I don’t know. That is the same answer Junior Angilau would give to your question, “are you taking a mission trip?”
With that out of the way, let’s discuss the Texas signee from Salt Lake City, UT.
I had drinks with a reporter last night who asked what I thought about UT’s o-line class. He said he was tired of hearing about the haul being poor. I said it was people slow to part with the frustration they held for much of the cycle. Once Angilau committed on December 11th, the o-line class started to come around. Of course I’m working under the assumption he’ll enroll in June, rather than taking the trip.
Adding JUCO OL Mikey Grandy — a player with some similarities to Angilau — really put this class in a great position.
We often discuss how offensive linemen need a redshirt, and that’s almost unanimously the case, but both Grandy and Angilau look ready to play this fall.
One could tell from Angilau’s junior tape that he had a very high upside as a run blocker. That bore out today as I was able to see him get off the ball well; firing out quick and low. Then of course is his size; he measured in at 6-foot-4, 310 pounds.
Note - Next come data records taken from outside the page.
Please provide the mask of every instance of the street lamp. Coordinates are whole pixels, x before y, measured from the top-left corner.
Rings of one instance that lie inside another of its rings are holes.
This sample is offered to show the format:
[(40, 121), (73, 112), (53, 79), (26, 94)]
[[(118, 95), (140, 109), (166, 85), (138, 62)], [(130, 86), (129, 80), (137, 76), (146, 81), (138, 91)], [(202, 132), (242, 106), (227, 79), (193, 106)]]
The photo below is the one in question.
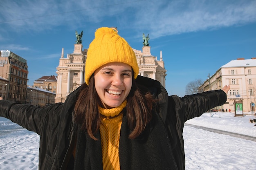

That’s great framework for a guard. I’ll maintain he could likely play right tackle in a pinch.
It was nice to catch up with him in person. Sadly, a transcribed interview doesn’t do his enthusiasm justice.
What prompted him to shut things down and sign with Texas:
“Because I had such a great relationship with so many coaches, I didn’t really want to just waste their time, you know. That’s why I was like, ‘yeah, I knew I was going to Texas.’ I didn’t want to waste their time, waste their money. Take another recruit out for a nice time.”
Relationship with Warehime:
“Coach Warehime is a straight dude, he’ll tell you straight. When I went over there and asked questions he’d always tell me answers like, ‘yeah, you’re not going to play d-line’ and stuff like that. But you know I’m gonna still try. He’s just a cool dude. The big thing about my recruiting, I really wanted a coach that I’ll put my life on the line for you know because I know if I put my life on the line I’m going to do better.”
On wanting to play both ways:
“Yeah, I do but I don’t think it’s going to happen. But I’m going to try my hardest. I’m gonna bug them every day. They got me for four years so once they get sick of me, they can put me in.”
Status on mission trip:
“It’s still up in the air. Me and my family are still talking about it. Yeah, it’s still up in the air.”
On playing guard or tackle:
“It’s whatever. I just love to be out on the field. I think they’re going to run me at guard. But if they want to run me at tackle, center, whatever.”
Chances to see the field early:
“It’s up in the air. There’s a lot of good recruits we have. Second in the nation with recruits. All I can do is work my hardest and hope for the best.”
What he brings to the program:
“My energy, man, I just always happy but I’m always ready to work and my work ethic. I really got it from East. I really like how I came up as a man.”
“My family is competitive. We don’t like to lose. So if I lose I’m going to call you out like 20 more times until I win. Once I win one, I’m not going to play you again.”
On knowing Patrick Vahe:
“His brother came down to Utah and he was playing at East and my sister’s best friend is his sister.”
I love this guy and I think fans will too. He’s an exceptional mix of size, energy, worth ethic, and coachability.